It’s also well below the number of insiders that bought shares of their firms during the Great Recession in 2008 and 2009, the 2011 debt ceiling debacle that led to the US credit downgrade and the pre-presidential election market jitters of 2016.
That could be a bad sign. If CEOs and other C-suite leaders aren’t as confident about a market rebound, should you be?
The lack of insider buying is even more telling when you consider that top CEOs like JPMorgan Chase’s
(JPM) Jamie Dimon and David Solomon of Goldman Sachs
(GS) have also made cautious comments about the economy as of late.
But Ben Silverman, director of research at VerityData, cautions investors to not get too worried. That’s because insiders also aren’t selling much stock either.
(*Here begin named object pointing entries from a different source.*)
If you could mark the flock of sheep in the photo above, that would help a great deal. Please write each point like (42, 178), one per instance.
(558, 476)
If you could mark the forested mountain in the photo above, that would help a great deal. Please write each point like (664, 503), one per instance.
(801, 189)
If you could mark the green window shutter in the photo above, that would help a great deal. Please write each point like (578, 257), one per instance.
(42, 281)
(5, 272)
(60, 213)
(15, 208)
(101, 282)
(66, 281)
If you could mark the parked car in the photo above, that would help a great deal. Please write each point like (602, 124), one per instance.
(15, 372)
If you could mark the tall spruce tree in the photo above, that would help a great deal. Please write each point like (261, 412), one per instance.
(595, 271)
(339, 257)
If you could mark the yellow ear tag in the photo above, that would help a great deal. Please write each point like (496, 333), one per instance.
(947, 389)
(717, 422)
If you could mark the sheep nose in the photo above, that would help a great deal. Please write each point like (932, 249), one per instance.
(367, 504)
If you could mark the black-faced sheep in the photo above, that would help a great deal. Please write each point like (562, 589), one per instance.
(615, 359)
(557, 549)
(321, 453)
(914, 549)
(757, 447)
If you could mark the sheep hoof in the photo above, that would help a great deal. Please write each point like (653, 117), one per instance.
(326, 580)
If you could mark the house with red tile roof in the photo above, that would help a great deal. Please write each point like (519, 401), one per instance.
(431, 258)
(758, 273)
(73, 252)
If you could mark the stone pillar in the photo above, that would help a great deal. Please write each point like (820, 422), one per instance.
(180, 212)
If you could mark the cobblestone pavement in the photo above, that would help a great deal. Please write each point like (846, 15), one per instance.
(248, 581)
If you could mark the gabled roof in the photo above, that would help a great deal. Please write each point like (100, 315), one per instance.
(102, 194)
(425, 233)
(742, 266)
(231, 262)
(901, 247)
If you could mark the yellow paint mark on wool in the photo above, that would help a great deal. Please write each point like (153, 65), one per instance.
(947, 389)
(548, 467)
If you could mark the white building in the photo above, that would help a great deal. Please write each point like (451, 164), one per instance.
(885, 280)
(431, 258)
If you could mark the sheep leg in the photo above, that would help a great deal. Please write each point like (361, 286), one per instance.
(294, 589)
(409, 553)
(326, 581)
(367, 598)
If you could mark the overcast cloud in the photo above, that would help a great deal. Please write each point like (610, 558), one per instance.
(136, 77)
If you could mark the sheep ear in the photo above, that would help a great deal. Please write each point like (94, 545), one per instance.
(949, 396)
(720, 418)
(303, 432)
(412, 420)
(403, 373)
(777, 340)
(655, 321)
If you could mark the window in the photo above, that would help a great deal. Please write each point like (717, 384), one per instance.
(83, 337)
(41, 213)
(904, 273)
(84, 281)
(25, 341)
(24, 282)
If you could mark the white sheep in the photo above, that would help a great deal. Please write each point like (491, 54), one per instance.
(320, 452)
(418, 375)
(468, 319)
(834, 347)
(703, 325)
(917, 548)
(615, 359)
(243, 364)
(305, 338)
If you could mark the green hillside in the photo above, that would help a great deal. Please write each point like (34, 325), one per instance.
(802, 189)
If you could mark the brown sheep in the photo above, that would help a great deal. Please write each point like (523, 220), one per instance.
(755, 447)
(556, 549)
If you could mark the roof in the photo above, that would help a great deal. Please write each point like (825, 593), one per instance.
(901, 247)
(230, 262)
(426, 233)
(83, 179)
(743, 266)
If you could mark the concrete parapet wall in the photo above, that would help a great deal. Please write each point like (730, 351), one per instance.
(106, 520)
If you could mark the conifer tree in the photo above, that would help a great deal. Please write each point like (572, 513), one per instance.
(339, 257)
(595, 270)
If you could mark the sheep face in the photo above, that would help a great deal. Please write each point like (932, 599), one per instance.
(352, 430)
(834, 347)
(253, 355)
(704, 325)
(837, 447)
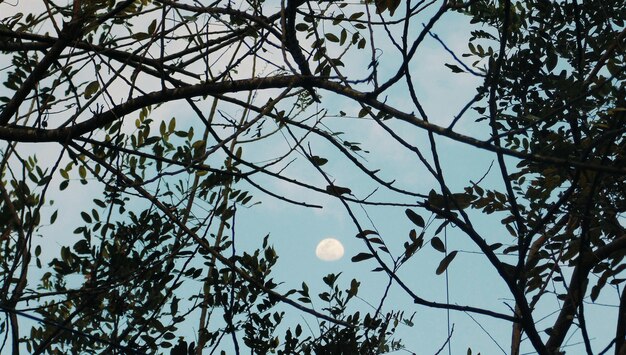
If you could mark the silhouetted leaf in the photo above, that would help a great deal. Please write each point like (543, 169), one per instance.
(361, 257)
(415, 218)
(443, 265)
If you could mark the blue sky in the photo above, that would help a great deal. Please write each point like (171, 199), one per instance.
(295, 230)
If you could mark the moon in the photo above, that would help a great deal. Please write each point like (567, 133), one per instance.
(329, 249)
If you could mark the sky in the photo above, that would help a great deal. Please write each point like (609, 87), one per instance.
(295, 231)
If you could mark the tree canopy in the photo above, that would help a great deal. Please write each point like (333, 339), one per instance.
(163, 120)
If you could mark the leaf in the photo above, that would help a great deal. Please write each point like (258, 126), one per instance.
(54, 216)
(91, 89)
(354, 288)
(443, 265)
(86, 217)
(415, 218)
(438, 244)
(82, 247)
(331, 37)
(361, 257)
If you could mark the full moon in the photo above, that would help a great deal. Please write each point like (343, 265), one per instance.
(329, 249)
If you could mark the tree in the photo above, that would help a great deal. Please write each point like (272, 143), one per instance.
(96, 79)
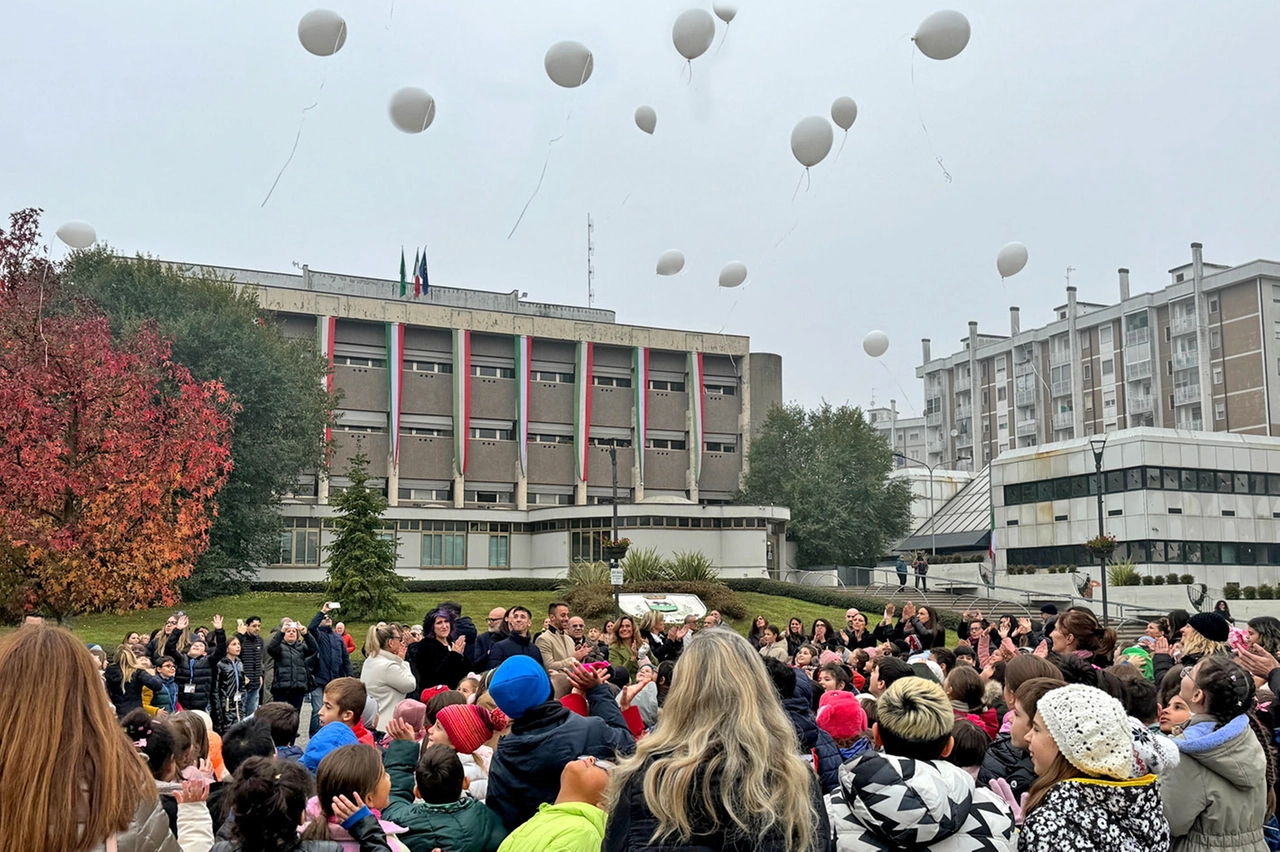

“There seems to be this unwillingness for insiders to call a market bottom,” Silverman said. “But insiders are also not selling or turning stock-based compensation into cash. Many insiders do that regularly. They seem willing to hold on but not to put more skin in the game.”
So it may be the case that CEOs and other corporate insiders are choosing to be cautious. They really aren’t sure where the market and economy are heading, just like the rest of us.
The stock market turmoil of 2022 is like a fleeting rain shower compared to the raging tempest that’s going on in crypto circles.
Although bitcoin prices have rebounded a bit lately following a dismal November, there are still concerns about the health of other crypto giants, such as Coinbase, in the wake of FTX’s collapse and the arrest of its founder Sam Bankman-Fried.
As my colleague Michelle Toh reports, there are now concerns about big withdrawals from FTX rival Binance, which at one point considered buying/rescuing FTX before changing its mind.
CNN’s Matt Egan also notes that there is growing bipartisan support in Washington for sweeping regulatory changes in the crypto industry. Democratic Sen. Elizabeth Warren has introduced a bill with Republican Sen. Roger Marshall that would crack down on money laundering in the crypto world.